Part II: What Happened After
Last week I told about my time of quiet and solitude on Madeline Island. This is the story of what happened after:
My husband was watching the radar screen to track my plane on the way home, as it went around a gigantic storm. That night we heard the loudest, deepest, reverberating roar of thunder ever. It was so imperative that it reminded me of Laurens van der Post's book, The Voice of the Thunder, where he describes thunder as"an urgent manifesto for renewal in the human spirit".
When we awoke the next morning, the water from our springs and streams had found a new way into our house– through the garage and down the stairs to my studio. The flood damage guys showed up with their water sucking machines and big fans. There was a second storm two days later and it flooded all over again. All this coincided with my Subaru blowing a head gasket, and the air conditioning failing.
This is where my background in stories helps me from sinking into despair. I ask myself: where am I in the story now? O yes, the repetition of things occurring in threes. Studio, car, air conditioning. We are going through the eye of the needle. We will get through this, and then I will get three wishes–
Part of the wonder is the helpers who show up. The flood guy brings his ten year old son, Daryl, who is an aspiring artist. Kevin (the father) explains to me that his job with his son is to help him to find and do what he is here (on this planet) to do. I turn to his son and say, "Do you have any idea how fortunate you are to have this man as your father?" Kevin says later (in the midst of the torn up carpet and walls, fans and furniture askew in my studio), "I like all my clients– but this place, this is a bright spot."
Jeanette shows up the next day to cut out the part of the wall that has been damaged. She is studying Suzanne Moore's work on the wall and tells me she is part Cherokee and part Mexican. She talks about her horses, and her gentle way of training them– and then offers "in another life you had straight black hair and Egyptian eyes". Yesterday some new guys came to put down a carpet pad. The younger one, Dalton, about 22, asks me about calligraphy pens. He is slightly built and has incredibly long dark eyelashes. I write his name for him with a Brause pen and send him off with two nibs and some ink.
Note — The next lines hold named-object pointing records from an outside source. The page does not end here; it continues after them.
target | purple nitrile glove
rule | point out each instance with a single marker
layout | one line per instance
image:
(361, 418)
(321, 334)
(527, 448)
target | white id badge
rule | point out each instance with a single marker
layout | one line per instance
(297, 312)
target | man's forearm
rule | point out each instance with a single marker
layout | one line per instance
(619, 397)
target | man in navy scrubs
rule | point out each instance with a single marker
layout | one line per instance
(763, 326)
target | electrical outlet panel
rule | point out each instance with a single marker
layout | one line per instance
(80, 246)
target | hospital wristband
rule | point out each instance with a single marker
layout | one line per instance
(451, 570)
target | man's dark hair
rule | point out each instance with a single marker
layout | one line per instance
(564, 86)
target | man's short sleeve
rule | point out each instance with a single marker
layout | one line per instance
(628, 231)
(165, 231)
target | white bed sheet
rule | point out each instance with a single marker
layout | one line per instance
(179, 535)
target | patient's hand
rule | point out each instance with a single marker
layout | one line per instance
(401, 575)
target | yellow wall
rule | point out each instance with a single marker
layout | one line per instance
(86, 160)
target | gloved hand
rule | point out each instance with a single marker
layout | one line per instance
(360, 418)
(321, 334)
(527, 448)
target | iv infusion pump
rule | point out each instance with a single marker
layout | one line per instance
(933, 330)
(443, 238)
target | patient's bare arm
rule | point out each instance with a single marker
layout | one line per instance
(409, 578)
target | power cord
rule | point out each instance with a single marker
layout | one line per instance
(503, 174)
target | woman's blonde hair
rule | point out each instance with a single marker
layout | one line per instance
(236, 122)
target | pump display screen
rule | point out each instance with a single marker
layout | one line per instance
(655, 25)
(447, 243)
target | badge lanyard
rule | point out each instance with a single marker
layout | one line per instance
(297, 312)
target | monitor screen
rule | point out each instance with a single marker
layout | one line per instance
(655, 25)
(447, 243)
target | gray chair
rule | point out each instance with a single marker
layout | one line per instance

There are, of course, moments of being overwhelmed. But the practice of having faith in what is grows in me. There is such freedom in not wasting energy on resisting what shows up. And gently adjusting my thought patterns when I begin down the road of woe is me. Ironically, this time of meditation in upheaval is giving me direction with my paintings, with my teaching. I see things that should be obvious: whatever the subject is that I am teaching, it means little if it is not guided by the practice of contemplation. Without this silence between activity, I cannot hear my inner voice, cannot know what I am here to do. This is the most important "technique" I have to offer my students, and it is a practice that needs renewal in each class, in every day. Without this dimension to our work as makers, how can we ever be happy? We are just making stuff. With this inner compass, we are not thrown off course by the inevitable changes that life brings.